Quando o Conselho Disciplinar da Graduação expulsou Hann, Gregorian “afirmou a decisão”, apesar dos riscos jurídicos e políticos decorrentes. A expulsão era permanente e irrevogável, ele sabia. No entanto, o compromisso da universidade com a justiça e a comunidade exigia tal resultado. Também garantiria ao campus que o seu líder saberia a diferença entre o certo e o errado e tomaria uma posição para proteger a comunidade. Por esta afirmação Gregoriano foi ridicularizado na imprensa nacional acusado de fascismo e politicamente correto. O Carmesim de Harvard editorializou isso “até mesmo o discurso de ódio deveria ser gratuito.”

A decisão foi atípica e, nas décadas seguintes, as universidades apenas se tornaram mais protetoras de qualquer liberdade de expressão, por mais ofensiva que fosse. Reconhecem a dificuldade de traçar limites e os riscos políticos e jurídicos envolvidos na censura do discurso, que cheira a “politicamente correcto”.

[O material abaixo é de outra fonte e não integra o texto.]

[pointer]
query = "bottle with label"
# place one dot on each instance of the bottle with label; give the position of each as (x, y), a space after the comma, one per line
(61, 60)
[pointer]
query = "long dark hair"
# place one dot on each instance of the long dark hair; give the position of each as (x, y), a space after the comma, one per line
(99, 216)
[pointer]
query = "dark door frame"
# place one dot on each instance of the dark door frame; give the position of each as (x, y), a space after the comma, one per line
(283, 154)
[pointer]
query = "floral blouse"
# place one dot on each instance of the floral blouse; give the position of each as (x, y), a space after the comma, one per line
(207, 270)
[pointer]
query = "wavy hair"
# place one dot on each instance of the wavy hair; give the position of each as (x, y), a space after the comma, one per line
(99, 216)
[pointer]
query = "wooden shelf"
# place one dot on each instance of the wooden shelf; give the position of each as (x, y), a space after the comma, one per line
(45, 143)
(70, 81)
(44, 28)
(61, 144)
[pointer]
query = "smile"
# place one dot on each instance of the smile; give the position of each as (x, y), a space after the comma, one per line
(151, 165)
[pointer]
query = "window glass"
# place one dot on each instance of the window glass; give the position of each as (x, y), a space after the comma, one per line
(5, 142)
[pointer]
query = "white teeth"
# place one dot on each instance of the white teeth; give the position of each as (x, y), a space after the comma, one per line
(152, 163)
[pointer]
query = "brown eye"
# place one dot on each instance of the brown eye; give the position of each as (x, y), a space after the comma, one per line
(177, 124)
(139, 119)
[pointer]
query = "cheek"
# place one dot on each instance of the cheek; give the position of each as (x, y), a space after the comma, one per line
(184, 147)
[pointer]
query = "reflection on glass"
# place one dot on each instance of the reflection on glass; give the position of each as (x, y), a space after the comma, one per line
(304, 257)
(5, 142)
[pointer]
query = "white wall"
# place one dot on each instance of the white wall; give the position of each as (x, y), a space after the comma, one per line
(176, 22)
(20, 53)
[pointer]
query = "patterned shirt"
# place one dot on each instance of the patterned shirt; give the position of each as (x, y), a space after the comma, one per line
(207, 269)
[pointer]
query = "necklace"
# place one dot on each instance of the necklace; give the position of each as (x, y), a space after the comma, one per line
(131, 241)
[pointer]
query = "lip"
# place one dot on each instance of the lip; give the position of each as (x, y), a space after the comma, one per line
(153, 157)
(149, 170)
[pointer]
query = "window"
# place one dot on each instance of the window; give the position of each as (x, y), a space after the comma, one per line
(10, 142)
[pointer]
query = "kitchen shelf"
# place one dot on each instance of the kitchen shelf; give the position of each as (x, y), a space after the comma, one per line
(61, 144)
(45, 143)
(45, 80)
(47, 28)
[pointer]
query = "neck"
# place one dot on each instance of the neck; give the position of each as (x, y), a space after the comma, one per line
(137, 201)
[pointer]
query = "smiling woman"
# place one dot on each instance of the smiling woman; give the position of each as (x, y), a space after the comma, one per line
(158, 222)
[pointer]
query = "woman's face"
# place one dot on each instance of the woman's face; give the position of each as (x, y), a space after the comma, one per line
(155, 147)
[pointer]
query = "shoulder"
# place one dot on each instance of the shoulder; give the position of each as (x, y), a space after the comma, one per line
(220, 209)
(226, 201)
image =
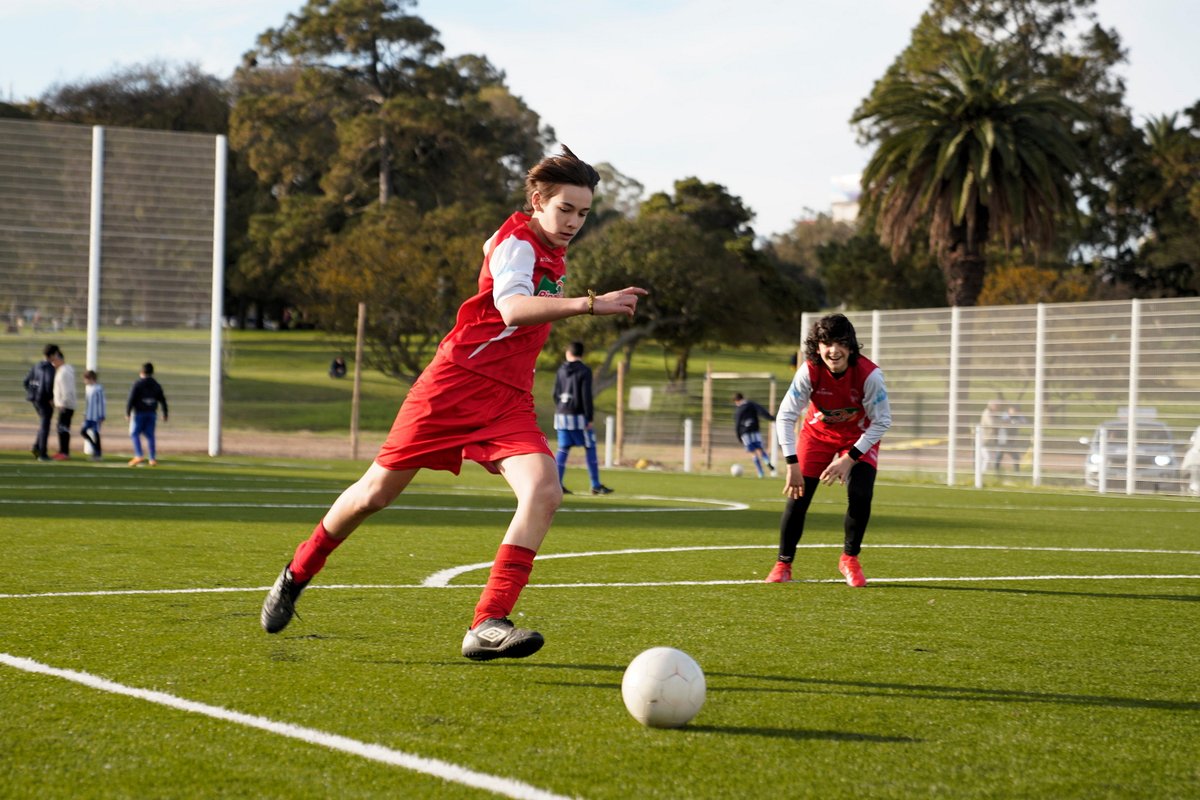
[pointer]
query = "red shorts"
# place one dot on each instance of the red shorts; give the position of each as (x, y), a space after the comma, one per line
(816, 455)
(453, 414)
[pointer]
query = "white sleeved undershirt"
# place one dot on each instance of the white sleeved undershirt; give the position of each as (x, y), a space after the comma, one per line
(511, 265)
(796, 402)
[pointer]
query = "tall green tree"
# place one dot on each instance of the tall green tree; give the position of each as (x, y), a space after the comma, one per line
(389, 115)
(1063, 43)
(1168, 192)
(699, 292)
(157, 95)
(412, 269)
(969, 149)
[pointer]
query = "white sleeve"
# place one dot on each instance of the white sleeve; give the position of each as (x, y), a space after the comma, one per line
(511, 265)
(879, 410)
(792, 408)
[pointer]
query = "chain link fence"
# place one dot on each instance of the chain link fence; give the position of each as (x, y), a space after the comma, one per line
(1072, 385)
(107, 250)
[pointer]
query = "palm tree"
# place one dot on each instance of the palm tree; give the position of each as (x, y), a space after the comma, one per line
(967, 150)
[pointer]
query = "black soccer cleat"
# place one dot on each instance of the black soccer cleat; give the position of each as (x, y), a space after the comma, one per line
(280, 606)
(498, 638)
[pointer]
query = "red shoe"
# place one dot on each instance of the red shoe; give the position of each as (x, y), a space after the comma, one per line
(780, 573)
(850, 567)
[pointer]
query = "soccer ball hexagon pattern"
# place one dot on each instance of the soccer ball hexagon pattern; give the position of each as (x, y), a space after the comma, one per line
(663, 687)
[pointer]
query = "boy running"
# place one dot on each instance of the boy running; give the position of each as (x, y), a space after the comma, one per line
(474, 401)
(845, 405)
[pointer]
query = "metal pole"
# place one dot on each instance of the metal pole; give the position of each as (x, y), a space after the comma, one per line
(357, 398)
(687, 445)
(621, 411)
(1102, 476)
(609, 431)
(706, 419)
(979, 458)
(216, 308)
(1134, 368)
(1039, 392)
(95, 232)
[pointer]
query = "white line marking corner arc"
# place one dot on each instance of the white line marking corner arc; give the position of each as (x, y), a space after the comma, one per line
(432, 767)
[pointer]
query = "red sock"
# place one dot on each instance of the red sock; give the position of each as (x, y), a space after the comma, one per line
(509, 576)
(312, 553)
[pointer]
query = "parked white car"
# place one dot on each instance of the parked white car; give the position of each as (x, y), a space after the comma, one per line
(1189, 469)
(1157, 464)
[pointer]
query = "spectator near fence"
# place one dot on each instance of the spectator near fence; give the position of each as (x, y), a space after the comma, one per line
(142, 407)
(40, 391)
(64, 402)
(93, 413)
(574, 414)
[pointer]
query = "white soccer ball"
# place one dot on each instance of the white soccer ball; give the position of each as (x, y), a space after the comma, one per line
(663, 687)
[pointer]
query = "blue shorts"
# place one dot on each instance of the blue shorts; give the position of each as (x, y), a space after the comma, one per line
(585, 438)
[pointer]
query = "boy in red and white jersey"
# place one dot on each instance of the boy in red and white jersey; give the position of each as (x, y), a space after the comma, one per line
(845, 409)
(474, 401)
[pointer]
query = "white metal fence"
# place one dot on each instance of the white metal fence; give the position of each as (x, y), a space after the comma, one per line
(112, 247)
(1065, 370)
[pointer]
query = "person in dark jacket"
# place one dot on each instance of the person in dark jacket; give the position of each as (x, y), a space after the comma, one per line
(573, 416)
(40, 391)
(745, 421)
(145, 397)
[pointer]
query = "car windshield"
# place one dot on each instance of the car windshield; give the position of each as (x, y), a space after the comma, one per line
(1147, 434)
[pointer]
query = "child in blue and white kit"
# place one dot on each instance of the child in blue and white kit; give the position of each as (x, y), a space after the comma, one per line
(94, 413)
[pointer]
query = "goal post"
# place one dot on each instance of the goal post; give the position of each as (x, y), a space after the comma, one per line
(706, 422)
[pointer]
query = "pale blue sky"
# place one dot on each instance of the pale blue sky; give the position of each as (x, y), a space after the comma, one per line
(754, 95)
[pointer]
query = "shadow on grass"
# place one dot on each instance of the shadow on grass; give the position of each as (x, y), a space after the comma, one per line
(1050, 593)
(873, 689)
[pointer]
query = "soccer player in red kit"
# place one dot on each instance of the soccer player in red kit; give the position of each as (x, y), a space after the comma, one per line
(475, 401)
(845, 409)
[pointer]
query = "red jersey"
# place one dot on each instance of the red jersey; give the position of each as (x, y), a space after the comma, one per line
(844, 410)
(517, 263)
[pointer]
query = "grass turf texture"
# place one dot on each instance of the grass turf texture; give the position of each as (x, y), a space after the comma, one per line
(1067, 687)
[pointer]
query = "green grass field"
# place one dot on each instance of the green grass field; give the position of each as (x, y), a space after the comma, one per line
(1012, 644)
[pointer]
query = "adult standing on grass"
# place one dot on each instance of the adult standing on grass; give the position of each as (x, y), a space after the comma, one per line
(64, 402)
(745, 425)
(145, 397)
(845, 409)
(474, 401)
(574, 413)
(40, 391)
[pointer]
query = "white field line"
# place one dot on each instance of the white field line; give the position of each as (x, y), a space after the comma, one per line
(700, 504)
(442, 578)
(444, 770)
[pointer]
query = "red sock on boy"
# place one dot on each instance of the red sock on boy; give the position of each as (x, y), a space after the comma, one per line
(509, 576)
(311, 554)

Uma consequência irónica, porém, tem sido a proliferação de protestos estudantis sempre que uma figura divisiva chega ao campus ou aborda um tema controverso, e depois há uma luta para promulgar mais regulamentações de protesto – mesmo quando o conteúdo se torna cada vez mais desregulamentado. As universidades ditam a oferta do discurso, não a substância. Consequentemente, têm lutado durante uma década de protestos brutais nos campus, confrontando um mercado de liberdade de expressão que muitas vezes protege as palavras dos supremacistas brancos. A devoção das universidades a uma posição quase absolutista sobre a liberdade de expressão exigiu o sacrifício de oportunidades para defender, como Gregorian fez com coragem admirável, o que é, mais uma vez, certo e justo.

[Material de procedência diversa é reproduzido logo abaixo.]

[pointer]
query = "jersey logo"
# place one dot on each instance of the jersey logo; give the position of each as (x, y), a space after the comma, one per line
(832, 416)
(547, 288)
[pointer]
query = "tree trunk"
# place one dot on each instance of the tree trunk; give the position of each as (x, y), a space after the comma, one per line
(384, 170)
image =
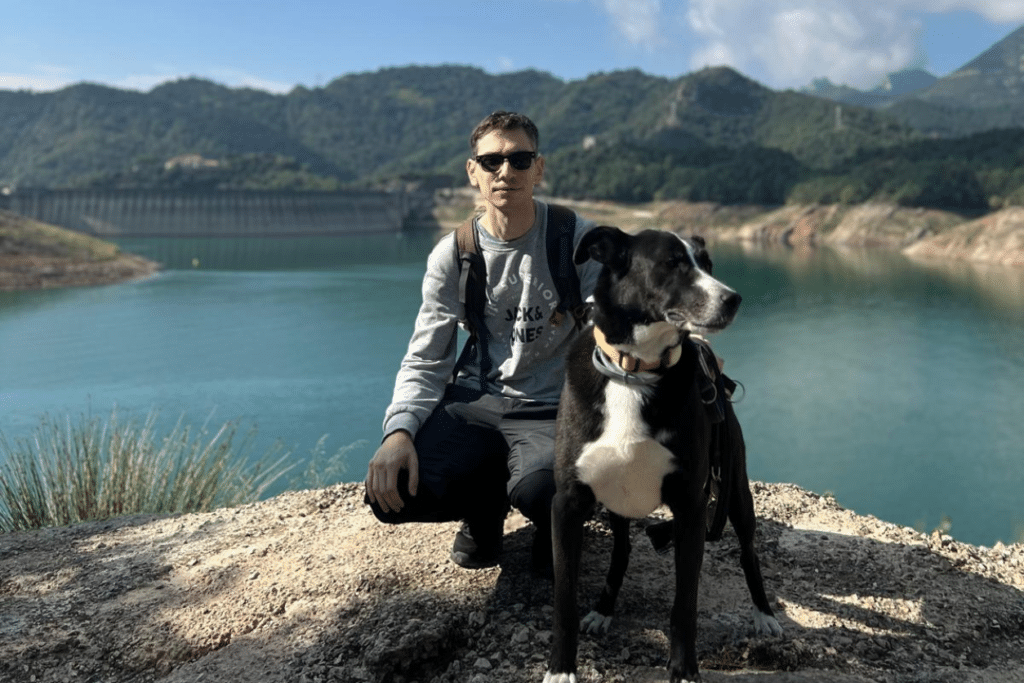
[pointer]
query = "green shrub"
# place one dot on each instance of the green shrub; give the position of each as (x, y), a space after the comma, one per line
(82, 470)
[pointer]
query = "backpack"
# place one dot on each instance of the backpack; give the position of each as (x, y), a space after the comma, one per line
(472, 279)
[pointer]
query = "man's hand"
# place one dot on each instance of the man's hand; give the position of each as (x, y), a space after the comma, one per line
(394, 455)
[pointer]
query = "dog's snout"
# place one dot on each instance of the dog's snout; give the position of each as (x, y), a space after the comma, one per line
(731, 301)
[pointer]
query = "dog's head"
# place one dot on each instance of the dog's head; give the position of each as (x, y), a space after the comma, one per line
(655, 276)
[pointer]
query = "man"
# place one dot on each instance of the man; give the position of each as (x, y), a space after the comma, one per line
(466, 438)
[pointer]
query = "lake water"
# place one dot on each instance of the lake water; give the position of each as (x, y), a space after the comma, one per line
(893, 385)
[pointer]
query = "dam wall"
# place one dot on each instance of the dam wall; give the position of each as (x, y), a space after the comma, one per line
(134, 213)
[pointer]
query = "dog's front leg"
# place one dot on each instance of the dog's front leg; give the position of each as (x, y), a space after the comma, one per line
(599, 620)
(689, 529)
(569, 510)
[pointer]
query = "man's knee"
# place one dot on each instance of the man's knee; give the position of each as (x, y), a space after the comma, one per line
(532, 494)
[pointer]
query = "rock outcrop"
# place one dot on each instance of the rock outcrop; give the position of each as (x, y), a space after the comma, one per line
(308, 587)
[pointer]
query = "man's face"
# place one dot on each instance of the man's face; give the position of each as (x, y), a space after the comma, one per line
(506, 188)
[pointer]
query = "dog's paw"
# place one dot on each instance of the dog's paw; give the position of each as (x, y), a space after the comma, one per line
(559, 678)
(595, 623)
(766, 625)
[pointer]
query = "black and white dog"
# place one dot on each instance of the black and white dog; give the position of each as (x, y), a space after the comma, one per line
(633, 433)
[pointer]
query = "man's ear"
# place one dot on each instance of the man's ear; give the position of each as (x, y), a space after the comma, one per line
(605, 245)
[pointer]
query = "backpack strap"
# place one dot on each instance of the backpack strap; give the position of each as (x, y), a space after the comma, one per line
(472, 283)
(473, 278)
(561, 231)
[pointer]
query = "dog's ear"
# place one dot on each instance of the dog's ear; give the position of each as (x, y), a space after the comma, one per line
(604, 245)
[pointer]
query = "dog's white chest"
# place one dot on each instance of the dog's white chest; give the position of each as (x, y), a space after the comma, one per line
(626, 465)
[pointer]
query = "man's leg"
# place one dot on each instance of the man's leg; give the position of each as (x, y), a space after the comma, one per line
(530, 436)
(462, 476)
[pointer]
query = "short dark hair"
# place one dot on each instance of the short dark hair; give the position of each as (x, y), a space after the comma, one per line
(505, 121)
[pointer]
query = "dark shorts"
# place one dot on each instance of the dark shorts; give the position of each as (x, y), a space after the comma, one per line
(479, 454)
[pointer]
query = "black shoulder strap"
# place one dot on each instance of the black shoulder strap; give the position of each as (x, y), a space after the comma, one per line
(561, 230)
(471, 266)
(472, 285)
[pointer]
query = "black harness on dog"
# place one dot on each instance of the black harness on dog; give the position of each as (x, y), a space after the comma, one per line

A expulsão de Douglas Hann não foi o fim da história. O mandato de Gregorian na Brown foi marcado por grandes melodramas e protestos, e as crises que ele enfrentou ligadas ao racismo, sexismo, pobreza e muito mais nunca foram completamente resolvidas. Ainda assim, a guerra racial temida por estudantes, professores e administradores em 1989 nunca se materializou, em parte porque Gregorian agiu com firmeza na defesa dos valores definidos por estudantes, professores e funcionários.

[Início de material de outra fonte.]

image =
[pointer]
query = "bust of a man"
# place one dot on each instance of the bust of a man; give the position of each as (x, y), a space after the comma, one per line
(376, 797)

Ele procurou defender o campus como uma comunidade isolada, ainda que imperfeitamente, das realidades mais básicas e vulgares da vida americana. A troca livre e justa de ideias, na sua opinião, exigia uma intervenção de princípios para garantir que o discurso de ódio não pudesse ser normalizado como mais uma mercadoria à deriva no mercado, tão valiosa como qualquer outra.

Matthew Guterl é professor universitário L. Herbert Ballou de estudos africanos e estudos americanos na Brown University. A pesquisa para este ensaio foi conduzida com alunos nos seminários do outono de 2019 e da primavera de 2023 sobre “Protesto dos Estudantes Negros”. Made by History leva os leitores além das manchetes com artigos escritos e editados por historiadores profissionais. Saiba mais sobre Made by History at TIME aqui.